Mit einem Mal wurde Monika bewusst, wie satt sie all das hatte – sie hatte es satt, sich unterlegen zu fühlen, hatte die Ahnungslosigkeit der Privilegierten satt.
»Warum vergeudest du eigentlich deine Zeit mit dieser Geschichte? Du hast doch nicht gerade wenig zu tun, oder?«, fragte sie schroff.
»Mikael hat mir schon gesagt, dass du bei Hilfsangeboten die Stacheln ausfährst. Tatsache ist, dass ich es für Patrik tue.« Sie hielt einen Moment inne. »Er sieht aus, als sei er mit einem goldenen Löffel im Mund geboren worden. Er hat immer gut ausgesehen, hatte immer genug Geld und konnte immer alles lernen, was er wollte. Aber das bedeutet nicht, dass sein Leben einfach oder völlig schmerzlos war«, fügte sie hinzu.
Monika konnte fast sehen, wie Eloïse um die richtige Formulierung rang.
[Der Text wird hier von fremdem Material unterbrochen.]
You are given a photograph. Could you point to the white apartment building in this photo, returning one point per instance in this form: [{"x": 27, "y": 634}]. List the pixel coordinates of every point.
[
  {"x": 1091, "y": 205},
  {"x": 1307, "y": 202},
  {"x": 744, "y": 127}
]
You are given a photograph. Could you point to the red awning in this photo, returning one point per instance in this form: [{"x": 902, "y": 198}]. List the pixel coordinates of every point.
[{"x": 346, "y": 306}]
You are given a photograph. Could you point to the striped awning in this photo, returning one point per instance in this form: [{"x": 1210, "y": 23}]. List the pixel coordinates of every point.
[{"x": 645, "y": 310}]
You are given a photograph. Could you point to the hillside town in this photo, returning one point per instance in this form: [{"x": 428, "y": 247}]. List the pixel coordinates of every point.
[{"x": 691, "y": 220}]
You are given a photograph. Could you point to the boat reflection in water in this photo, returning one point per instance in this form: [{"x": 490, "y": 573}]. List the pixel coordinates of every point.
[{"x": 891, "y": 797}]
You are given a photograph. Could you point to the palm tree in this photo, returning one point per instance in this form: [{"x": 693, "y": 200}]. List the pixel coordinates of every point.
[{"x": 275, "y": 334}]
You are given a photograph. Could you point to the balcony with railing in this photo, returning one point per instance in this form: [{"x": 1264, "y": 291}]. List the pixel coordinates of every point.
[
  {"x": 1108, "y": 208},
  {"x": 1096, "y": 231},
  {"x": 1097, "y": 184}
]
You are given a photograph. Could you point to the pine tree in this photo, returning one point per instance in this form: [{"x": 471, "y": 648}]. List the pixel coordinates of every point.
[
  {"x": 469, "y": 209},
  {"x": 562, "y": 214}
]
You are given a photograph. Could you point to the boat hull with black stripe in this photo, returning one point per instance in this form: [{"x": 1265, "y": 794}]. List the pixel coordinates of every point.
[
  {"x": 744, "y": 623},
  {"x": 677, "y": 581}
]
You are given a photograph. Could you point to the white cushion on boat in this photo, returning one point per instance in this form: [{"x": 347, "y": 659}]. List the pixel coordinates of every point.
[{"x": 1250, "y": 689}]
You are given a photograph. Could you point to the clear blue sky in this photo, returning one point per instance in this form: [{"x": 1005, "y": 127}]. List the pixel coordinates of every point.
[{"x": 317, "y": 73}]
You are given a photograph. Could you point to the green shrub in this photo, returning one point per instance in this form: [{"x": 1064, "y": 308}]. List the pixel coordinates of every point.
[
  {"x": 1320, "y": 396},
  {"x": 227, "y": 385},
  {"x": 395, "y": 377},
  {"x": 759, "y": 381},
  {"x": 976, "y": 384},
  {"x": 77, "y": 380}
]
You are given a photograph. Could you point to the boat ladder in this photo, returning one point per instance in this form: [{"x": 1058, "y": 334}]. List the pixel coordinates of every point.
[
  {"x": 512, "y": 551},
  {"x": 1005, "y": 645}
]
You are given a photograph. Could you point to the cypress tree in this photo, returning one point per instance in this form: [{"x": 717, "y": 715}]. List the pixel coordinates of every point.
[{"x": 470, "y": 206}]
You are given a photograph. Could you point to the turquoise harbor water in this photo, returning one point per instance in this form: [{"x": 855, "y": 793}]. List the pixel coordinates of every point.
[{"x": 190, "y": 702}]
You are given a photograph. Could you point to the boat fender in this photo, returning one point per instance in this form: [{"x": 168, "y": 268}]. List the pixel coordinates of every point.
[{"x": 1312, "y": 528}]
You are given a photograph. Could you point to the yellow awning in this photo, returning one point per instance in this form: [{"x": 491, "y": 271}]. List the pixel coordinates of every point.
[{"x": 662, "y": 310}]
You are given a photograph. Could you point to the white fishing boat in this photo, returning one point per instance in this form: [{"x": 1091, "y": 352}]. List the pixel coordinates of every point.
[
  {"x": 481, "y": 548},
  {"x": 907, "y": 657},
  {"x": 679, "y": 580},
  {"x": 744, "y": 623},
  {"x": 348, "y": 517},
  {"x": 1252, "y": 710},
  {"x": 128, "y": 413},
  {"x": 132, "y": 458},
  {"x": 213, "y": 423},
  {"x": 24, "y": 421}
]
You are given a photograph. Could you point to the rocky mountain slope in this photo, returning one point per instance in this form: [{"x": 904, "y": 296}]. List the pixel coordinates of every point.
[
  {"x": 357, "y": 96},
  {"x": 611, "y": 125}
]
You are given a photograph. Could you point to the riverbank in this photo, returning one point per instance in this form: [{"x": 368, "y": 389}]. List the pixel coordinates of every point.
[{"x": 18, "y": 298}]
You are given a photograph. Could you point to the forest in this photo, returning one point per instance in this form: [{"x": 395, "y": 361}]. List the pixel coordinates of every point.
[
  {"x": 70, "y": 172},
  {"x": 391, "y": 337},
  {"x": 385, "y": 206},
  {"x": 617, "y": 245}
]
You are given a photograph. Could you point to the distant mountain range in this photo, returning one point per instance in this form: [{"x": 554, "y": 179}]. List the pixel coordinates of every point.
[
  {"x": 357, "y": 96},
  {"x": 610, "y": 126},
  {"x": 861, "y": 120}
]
»Ich glaube an Mikael. Ich glaube, dass er genau der Richtige für Patrik ist. Ich weiß auch, dass du Mikael sehr nahe stehst, und für mich stellt sich das ganz einfach dar. Wenn du zufrieden bist, ist auch Mikael zufrieden, und wenn Mikael zufrieden ist, hat die Beziehung der beiden bessere Chancen. Nimm mir das nicht übel.«
»Du hast sicher Recht. Übrigens hat Mikael mich zu diesem Anruf bei dir überredet.«
»Siehst du? Es funktioniert schon. Ich melde mich, was Granat & Co angeht.«
Den Teufel wirst du tun, dachte Monika. Sie war lange nicht mehr so wütend gewesen. Eloïse mochte sich über Monikas Hilflosigkeit amüsieren, was Schals und Anwaltskanzleien anging. Sie mochte angesichts der Tatsache, dass Monika weder Französisch noch Italienisch sprach wie eine Einheimische, die Augen verdrehen.
Sie mochte auch versprechen, sich um Monikas Probleme zu kümmern, sich wieder zu melden, wenn es ihr gerade in den Kram passte, und Monika unterstellen, dass sie die Stacheln ausfuhr, wenn nicht alle lieb genug zu ihr waren.
Sie sollte sich doch zum Teufel scheren.
Das hier würde Monika selber klären. Es war doch Wahnsinn, greise Analytiker im Rollstuhl und Inhaber von Kanzleien, die keine Gespräche führen wollten, zu belästigen, wo sie ihren eigenen Vater und Babs’ Ehemann unmittelbar neben sich hatte. Niels, der ganz bestimmt wusste, was los war.
Sie griff nach dem Schlüssel zu seiner Wohnung, nahm den ersten Band der Memoiren ihrer Großmutter und machte sich auf den Weg. Es regnete wieder. Diesmal würde sie das Kommando übernehmen. Jetzt wollte sie ihre Antworten haben, und zwar ohne die so genannte Hilfe, die Eloïse oder sonst irgendwer bot.